We are building a client solution that will be hosted on servers in a data-centre. It consists of several servers all related to providing the client solution. There is no internal network to protect but for some reason our UAT environment has the notion of a DMZ in the server diagram.
We have an IIS box which will have a public IP. Then we have two servers DB(Sql Server) and APP that are only on the internal lan with no public IPs. You can only RDP to these servers via VPN. Our IIS server needs sql access so port 1433 is open from IIS box(DMZ) to the sql server. We are also opening several ports from the IIS server to the APP server which hosts WCF services.
My understanding was that a DMZ was meant to protect internal private networks and that these networks should not be accessible from the DMZ but we are now opening up ports to both our APP and DB servers so they are accessible from the DMZ. In the end most of our servers are accessible from the IIS server via certain ports.

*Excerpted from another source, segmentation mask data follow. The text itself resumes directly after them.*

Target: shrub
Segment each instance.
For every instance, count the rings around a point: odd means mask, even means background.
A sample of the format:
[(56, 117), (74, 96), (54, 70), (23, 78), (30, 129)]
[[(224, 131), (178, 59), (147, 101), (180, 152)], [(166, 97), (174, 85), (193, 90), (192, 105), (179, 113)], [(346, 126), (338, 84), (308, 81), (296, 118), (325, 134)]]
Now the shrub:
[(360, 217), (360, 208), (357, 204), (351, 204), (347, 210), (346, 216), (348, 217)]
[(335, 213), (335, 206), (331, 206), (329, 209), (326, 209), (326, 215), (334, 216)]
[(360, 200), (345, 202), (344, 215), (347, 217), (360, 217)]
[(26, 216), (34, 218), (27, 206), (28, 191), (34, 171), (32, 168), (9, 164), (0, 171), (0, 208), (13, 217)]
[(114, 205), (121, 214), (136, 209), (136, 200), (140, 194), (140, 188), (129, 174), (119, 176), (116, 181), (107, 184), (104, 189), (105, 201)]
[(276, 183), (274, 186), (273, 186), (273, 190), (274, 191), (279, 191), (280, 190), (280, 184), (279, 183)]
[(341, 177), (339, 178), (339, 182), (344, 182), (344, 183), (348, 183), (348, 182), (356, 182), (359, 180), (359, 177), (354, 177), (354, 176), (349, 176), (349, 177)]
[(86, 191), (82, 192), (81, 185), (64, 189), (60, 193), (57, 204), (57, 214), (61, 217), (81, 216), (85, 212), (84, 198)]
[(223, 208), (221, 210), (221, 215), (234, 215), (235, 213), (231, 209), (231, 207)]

We originally wanted to setup our SQL server for AD authentication only but since our IIS server is in the DMZ and has no AD access we will be forced to enable mixed mode authentication in SQL server. This might be another security issue in it's own since we are now forced to store passwords somewhere on the IIS server to be able to auth against sql server.
Are we not perhaps missing the idea of a DMZ?
So with a system where you have a DMZ, there is also a firewall involved.
So your system should look like this I think:
SQL-server hosting internal data Other servers needed for the company
---- firewall ----
SQL-server hosting data for web solution AD-server (if needed) Web-server FTP-server (could be on the web server also)
With this setup you don't expose company-sensitive database to the outside world and you also don't open up a port in the firewall making it possible for attackers to (maybe) get access to the internal database which has company sensitive data...
Just my suggestion based on the information provided.